The House approved a $1.2 trillion package of road and other infrastructure projects late Friday by a 228-206 vote, prompting prolonged cheers from the relieved Democratic side of the chamber.
A breakthrough brokered by Biden and House leaders led moderates to agree to back the 10-year, $1.85 trillion bill — if CBO’s estimates are consistent with preliminary numbers that White House and congressional tax analysts have provided.
In exchange, (some) progressives agreed to back the bipartisan infrastructure bill.
Source: PBS
Some swing district Republicans who crossed party lines to vote for the bill believe they can survive the fallout. Some of them are retiring, and some will seek re-election; some voted for impeachment and some did not.
- Rep. Nicole Malliotakis (R-N.Y.) said she “voted against AOC and the squad tonight.”

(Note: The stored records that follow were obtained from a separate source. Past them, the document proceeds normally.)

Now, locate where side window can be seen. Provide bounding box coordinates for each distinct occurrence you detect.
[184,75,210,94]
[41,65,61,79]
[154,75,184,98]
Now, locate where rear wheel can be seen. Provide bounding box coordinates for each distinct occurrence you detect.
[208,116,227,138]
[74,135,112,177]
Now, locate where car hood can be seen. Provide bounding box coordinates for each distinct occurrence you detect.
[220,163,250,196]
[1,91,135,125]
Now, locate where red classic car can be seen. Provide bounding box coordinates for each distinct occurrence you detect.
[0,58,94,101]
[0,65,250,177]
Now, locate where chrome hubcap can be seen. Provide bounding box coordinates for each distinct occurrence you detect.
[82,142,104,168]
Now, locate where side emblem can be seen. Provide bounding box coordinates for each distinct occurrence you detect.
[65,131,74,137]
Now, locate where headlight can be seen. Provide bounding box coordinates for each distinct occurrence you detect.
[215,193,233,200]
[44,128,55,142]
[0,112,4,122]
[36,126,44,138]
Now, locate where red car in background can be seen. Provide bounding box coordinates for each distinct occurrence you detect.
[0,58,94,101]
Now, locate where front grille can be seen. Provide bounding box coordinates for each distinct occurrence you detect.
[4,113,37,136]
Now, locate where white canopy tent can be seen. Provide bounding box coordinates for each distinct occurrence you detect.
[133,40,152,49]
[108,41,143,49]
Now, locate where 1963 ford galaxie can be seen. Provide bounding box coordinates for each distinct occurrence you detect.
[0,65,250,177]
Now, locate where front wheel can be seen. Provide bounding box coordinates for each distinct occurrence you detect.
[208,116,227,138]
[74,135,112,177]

- Rep. Don Bacon (R-Neb.) said the bill is popular among his constituents, with broad support from farmers, unions and businesses — with internal polls showing two-thirds support or higher in his district.
- Rep. Marjorie Taylor Greene (R-Ga.) pledged to support primary challenges to those Republicans who voted for the bill, and she tweeted out their phone numbers, saying they “handed over their voting cards to Nancy Pelosi to pass Joe Biden’s Communist takeover of America via so-called infrastructure.”
Bacon shrugged: “She wouldn’t do too well in Omaha.”